Dahl Andrew, Iotchkova Valentina, Baud Amelie, Johansson Åsa, Gyllensten Ulf, Soranzo Nicole, Mott Richard, Kranis Andreas, Marchini Jonathan
Wellcome Trust Centre for Human Genetics, University of Oxford, Oxford, UK.
Human Genetics, Wellcome Trust Sanger Institute, Wellcome Trust Genome Campus, Hinxton, UK.
Nat Genet. 2016 Apr;48(4):466-72. doi: 10.1038/ng.3513. Epub 2016 Feb 22.
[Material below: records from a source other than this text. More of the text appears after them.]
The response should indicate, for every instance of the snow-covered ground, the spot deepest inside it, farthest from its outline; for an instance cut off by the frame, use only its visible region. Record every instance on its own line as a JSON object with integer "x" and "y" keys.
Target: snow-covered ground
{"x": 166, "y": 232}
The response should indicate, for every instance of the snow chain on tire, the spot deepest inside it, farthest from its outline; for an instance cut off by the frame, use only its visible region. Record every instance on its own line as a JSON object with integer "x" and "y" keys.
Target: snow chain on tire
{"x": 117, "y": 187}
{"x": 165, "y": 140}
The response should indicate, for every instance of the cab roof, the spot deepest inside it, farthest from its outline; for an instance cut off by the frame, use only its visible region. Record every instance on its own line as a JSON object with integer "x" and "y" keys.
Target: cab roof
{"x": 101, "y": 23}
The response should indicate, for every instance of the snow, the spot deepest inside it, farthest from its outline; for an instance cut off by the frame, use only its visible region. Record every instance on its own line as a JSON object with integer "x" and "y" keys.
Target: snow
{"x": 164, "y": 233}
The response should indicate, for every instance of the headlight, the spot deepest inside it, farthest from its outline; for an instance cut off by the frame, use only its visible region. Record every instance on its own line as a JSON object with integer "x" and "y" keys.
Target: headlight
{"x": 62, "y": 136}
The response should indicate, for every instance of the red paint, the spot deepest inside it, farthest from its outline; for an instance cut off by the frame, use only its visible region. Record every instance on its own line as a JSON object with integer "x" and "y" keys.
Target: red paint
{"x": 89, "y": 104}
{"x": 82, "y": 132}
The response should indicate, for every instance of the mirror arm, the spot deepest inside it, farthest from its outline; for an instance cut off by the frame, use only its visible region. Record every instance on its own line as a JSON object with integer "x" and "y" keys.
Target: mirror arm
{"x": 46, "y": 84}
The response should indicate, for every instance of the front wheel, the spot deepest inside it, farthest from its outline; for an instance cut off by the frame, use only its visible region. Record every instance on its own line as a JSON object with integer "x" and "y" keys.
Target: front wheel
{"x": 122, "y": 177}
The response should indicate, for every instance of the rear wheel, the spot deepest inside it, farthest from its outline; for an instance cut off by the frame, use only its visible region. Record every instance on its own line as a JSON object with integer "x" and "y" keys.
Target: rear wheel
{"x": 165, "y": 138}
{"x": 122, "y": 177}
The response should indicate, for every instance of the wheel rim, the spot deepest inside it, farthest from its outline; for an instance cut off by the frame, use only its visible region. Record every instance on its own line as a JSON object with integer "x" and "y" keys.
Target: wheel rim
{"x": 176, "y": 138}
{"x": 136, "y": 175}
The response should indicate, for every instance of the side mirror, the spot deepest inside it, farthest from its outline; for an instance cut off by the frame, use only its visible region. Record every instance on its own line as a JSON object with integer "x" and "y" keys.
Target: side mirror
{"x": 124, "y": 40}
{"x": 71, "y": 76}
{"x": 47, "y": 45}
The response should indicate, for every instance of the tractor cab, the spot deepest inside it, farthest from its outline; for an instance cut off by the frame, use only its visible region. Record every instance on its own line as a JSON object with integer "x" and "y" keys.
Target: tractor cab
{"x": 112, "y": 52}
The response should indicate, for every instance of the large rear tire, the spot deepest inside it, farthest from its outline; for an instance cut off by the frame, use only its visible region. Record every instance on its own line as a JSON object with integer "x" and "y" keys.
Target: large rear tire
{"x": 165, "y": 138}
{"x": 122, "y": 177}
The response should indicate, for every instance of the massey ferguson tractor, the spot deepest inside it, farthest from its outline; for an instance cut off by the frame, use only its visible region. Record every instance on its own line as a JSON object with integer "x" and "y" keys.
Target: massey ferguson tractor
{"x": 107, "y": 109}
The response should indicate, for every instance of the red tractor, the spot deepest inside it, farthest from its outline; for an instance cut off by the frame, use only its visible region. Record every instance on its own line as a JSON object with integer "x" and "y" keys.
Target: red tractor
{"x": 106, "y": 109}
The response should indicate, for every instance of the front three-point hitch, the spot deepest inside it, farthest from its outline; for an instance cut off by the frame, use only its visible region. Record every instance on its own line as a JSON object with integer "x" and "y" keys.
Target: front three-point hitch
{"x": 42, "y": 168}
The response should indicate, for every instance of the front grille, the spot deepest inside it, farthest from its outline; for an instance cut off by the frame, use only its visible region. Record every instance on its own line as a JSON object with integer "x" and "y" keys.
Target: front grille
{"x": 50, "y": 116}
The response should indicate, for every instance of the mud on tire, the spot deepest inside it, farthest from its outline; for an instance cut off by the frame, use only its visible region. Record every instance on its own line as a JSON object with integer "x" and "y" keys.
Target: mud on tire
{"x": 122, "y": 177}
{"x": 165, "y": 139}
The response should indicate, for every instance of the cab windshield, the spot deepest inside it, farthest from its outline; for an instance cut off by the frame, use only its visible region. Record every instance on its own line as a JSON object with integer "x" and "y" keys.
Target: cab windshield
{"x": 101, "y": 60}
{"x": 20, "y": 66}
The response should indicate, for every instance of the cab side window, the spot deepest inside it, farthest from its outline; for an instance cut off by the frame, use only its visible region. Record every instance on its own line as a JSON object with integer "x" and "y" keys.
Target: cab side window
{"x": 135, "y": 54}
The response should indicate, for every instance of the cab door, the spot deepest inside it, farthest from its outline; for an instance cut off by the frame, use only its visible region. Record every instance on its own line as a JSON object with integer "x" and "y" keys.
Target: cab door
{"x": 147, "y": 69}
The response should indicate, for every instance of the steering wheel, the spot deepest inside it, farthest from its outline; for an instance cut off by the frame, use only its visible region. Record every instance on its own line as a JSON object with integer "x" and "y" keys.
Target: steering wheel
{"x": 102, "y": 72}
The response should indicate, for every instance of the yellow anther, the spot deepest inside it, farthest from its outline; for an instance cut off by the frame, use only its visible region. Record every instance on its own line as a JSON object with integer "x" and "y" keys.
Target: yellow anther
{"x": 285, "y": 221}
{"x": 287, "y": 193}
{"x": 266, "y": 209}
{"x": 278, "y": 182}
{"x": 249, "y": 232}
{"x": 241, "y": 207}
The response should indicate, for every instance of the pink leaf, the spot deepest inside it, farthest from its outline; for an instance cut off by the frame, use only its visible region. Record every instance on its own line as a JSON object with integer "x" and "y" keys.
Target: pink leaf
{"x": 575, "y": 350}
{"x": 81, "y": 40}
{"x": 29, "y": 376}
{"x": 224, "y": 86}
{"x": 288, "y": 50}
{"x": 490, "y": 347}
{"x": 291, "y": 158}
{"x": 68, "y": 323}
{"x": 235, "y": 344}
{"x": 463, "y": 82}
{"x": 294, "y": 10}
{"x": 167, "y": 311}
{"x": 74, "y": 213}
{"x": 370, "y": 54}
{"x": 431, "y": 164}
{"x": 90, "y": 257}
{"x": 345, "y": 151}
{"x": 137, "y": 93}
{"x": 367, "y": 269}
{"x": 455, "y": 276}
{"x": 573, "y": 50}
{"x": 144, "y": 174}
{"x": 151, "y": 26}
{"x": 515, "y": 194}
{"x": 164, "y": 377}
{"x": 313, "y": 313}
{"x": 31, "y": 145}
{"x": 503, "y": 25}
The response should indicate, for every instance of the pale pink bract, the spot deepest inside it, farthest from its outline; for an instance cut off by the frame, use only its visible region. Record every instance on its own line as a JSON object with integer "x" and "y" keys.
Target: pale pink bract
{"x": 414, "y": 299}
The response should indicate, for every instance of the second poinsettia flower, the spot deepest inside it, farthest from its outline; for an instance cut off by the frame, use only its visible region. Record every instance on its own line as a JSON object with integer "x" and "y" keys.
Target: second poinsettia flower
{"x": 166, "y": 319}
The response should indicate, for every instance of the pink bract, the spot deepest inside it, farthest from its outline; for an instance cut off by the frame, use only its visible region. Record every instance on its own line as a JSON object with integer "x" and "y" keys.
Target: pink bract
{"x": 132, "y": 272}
Genetic association studies have yielded a wealth of biological discoveries. However, these studies have mostly analyzed one trait and one SNP at a time, thus failing to capture the underlying complexity of the data sets. Joint genotype-phenotype analyses of complex, high-dimensional data sets represent an important way to move beyond simple genome-wide association studies (GWAS) with great potential. The move to high-dimensional phenotypes will raise many new statistical problems. Here we address the central issue of missing phenotypes in studies with any level of relatedness between samples. We propose a multiple-phenotype mixed model and use a computationally efficient variational Bayesian algorithm to fit the model. On a variety of simulated and real data sets from a range of organisms and trait types, we show that our method outperforms existing state-of-the-art methods from the statistics and machine learning literature and can boost signals of association.
基因关联研究已经产生了大量生物学发现。然而,这些研究大多一次只分析一个性状和一个单核苷酸多态性(SNP),因此未能捕捉到数据集潜在的复杂性。对复杂的高维数据集进行联合基因型-表型分析是超越简单全基因组关联研究(GWAS)的重要途径,具有巨大潜力。转向高维表型会引发许多新的统计问题。在此,我们解决样本间具有任何亲缘关系水平的研究中缺失表型这一核心问题。我们提出了一种多表型混合模型,并使用计算效率高的变分贝叶斯算法来拟合该模型。在来自一系列生物体和性状类型的各种模拟和真实数据集上,我们表明我们的方法优于统计学和机器学习文献中现有的最先进方法,并且可以增强关联信号。